Posted October 15, 2025
Tutera Senior Living & Health Care has added 26 senior living communities to its operations portfolio in its latest transaction.
Tutera announced the transaction deal with AlerisLife as well as its partnership with Diversified Healthcare Trust (DHC). The expansion, which includes eight owned acquisitions and 18 new management agreements, strengthens Tutera’s Midwest presence, according to a release.
Following completion of the deal, Tutera now operates 108 communities across 11 states, with 66 dedicated senior living communities totaling 5,422 units. The phased acquisition and transition of the 26 communities will be completed by the end of 2025. Some communities will transition to new names under Tutera.
Tutera’s portfolio now encompasses 9,755 units, with a mix of 56% senior living and 44% skilled nursing. The expansion bolsters Tutera’s Midwest footprint into Tennessee and its presence in Alabama, Illinois, Indiana, Iowa, Kansas, Louisiana, Missouri, Nebraska, Oklahoma, and South Carolina.

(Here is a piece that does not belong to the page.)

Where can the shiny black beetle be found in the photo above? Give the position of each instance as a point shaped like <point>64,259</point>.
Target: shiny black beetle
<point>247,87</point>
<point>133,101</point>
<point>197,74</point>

“For 40 years, our strategy for growth has always centered on managing and developing senior living communities that elevate the resident experience,” CEO of Tutera Senior Living & Health Care, Joe Tutera, said in the release. “With this expansion, we are extending our YOUNITE philosophy to more seniors and families – delivering care that is personalized, empowering and operationally sustainable. Growth for Tutera is about strengthening our platform and ensuring long-term success while never losing sight of what matters most: the individuality of each resident we serve.”